Erwartungsgemäß votierte bei der Juryentscheidung Till Brönner für seinen Schützling Gladys, Das Bo wollte natürlich "seine" Monique in der dritten Live-Show wiedersehen. Die Qual der Wahl hatte als das "Zünglein an der Waage", Sarah Connor, die sich dieses Mal entspannt zurücklehnen konnte: Keiner ihrer Kandidaten war gefährdet, nachdem in der Vorwoche schon zwei ihrer Gruppen rausgeflogen waren.

Doch warum entschied sich Sarah dafür, Gladys nach Hause zu schicken statt der Wackelkandidatin Monique? War es ein bisschen Kalkül, die Sorge, dass eine "starke" Kandidatin ihre eigenen Schützlinge mehr gefährden könnte als ein junges Mädchen, das nun schon zum zweiten Mal vorne stand? So richtig nachvollziehbar ist diese Entscheidung rationell gesehen wahrhaft nicht. Echtes Mitleid mit der Monique kann es eigentlich nicht sein.

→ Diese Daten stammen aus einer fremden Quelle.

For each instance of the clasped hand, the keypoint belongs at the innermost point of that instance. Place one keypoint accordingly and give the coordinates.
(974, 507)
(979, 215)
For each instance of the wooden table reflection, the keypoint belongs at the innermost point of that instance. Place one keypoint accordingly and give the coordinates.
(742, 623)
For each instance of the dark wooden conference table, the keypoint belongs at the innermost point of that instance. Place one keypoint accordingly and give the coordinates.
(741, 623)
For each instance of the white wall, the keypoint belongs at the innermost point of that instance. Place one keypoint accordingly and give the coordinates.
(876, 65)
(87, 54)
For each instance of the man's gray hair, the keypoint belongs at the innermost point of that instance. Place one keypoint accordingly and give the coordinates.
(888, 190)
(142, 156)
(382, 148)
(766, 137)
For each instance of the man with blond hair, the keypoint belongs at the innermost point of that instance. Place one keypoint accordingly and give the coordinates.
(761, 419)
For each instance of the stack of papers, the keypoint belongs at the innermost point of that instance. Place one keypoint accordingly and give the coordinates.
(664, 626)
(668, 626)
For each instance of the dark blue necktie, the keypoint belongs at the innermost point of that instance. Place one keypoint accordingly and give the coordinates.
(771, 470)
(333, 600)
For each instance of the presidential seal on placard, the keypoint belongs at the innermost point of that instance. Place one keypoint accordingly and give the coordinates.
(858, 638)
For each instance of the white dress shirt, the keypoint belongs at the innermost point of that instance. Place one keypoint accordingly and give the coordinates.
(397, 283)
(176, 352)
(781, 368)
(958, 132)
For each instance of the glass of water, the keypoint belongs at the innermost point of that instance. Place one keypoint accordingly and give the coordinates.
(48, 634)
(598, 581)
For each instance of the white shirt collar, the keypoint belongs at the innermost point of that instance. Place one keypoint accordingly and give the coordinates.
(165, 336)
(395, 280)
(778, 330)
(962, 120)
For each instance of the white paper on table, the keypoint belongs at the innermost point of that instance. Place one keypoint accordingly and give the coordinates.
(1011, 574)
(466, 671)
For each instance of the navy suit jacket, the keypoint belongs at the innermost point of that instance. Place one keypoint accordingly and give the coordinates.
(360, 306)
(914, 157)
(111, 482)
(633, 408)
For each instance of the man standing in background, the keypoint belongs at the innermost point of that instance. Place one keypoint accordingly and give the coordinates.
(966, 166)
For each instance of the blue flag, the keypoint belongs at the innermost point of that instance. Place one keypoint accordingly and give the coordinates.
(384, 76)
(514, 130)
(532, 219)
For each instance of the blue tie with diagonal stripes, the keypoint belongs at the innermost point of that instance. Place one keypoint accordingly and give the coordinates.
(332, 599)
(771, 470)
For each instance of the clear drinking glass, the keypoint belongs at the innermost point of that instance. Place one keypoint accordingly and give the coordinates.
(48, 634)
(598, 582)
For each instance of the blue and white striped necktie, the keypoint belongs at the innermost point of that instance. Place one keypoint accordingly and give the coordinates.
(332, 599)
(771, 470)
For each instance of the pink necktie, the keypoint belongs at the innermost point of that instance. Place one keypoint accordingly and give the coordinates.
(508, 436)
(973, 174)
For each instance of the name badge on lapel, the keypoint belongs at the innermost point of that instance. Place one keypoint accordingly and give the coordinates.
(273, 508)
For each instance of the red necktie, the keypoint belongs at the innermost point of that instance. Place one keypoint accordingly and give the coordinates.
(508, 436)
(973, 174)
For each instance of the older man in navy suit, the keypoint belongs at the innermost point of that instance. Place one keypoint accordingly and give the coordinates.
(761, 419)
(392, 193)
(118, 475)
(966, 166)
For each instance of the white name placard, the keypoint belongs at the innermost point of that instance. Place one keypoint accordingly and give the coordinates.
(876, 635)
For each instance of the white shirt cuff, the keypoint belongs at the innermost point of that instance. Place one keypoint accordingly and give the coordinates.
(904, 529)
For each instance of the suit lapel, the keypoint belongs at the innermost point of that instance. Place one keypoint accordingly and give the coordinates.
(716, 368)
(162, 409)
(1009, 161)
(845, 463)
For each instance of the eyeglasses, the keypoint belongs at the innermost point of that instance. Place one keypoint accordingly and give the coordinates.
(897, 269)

Der 16-Jährigen wäre sicher mehr gedient, wenn sie als erstes ordentlichen Schulabschluss und anschließend eine Ausbildung hinlegen würde – der Ruhm der X-Factor-Bühne dürfte recht vergänglich sein und langfristig nicht viel zum Lebensunterhalt beitragen.

Überhaupt stellt sich die Frage, ob es gerechtfertigt ist, Minderjährige in Castingshows zuzulassen. Schon mehrfach waren junge Kandidaten in solchen Inszenierungen zusammengebrochen (siehe DSDS); es gab Auseinandersetzungen mit dem Jugendschutz, da späte Auftritte nicht erlaubt sind, und überhaupt: Welche Auswirkungen der immense Druck einer solchen Show auf die Psyche eines jungen Menschen haben kann, ist wohl gar nicht abzusehen.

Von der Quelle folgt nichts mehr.